Security footage released by police shows two young men waiting outside the terminal, holding stuffed toys and flowers. One of them pulls a rifle from behind a teddy bear and pulls the trigger, firing a point‑blank shot that kills the suspect. The second man later runs away, after firing another shot at the victim.
Authorities have detained two teenagers in connection with the attack. The incident comes amid a wave of gang violence that has prompted President Daniel Noboa to declare a state of emergency covering ten provinces, including the Guayas region where the attack occurred.
Los Águilas, categorized as a “terrorist organisation” in 2024, has been linked to extensive drug trafficking and extortion.

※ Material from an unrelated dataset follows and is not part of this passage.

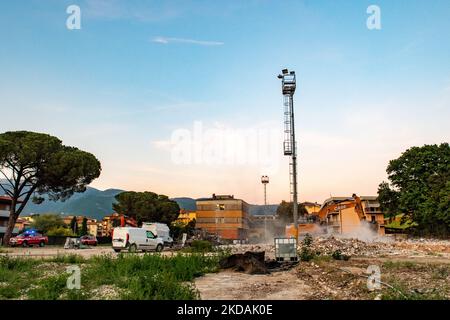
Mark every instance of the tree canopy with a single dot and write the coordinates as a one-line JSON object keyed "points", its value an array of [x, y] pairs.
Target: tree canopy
{"points": [[285, 211], [36, 164], [147, 206], [46, 222], [419, 187]]}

The group is among several that have turned Ecuador into one of the Western Hemisphere’s highest murder‑rate spots, affecting especially Guayaquil.
The airport’s arrivals hall was locked for over two hours while forensic teams and police investigated the scene. A bystander was wounded, and a man was filmed pulling a suitcase and collapsing on the floor as shots rang out.
President Noboa’s emergency decree grants security forces expanded powers, such as warrantless searches when reasonable grounds exist. Still, the country’s murder rate peaked in 2025, underscoring the limited impact of these measures.
Ecuador sits between Colombia and Peru, the world’s largest coca‑producing nations, and serves as a key corridor for cocaine smuggling to the United States and Europe. The brutal airport shooting further illustrates the violence that threatens this critical trade route.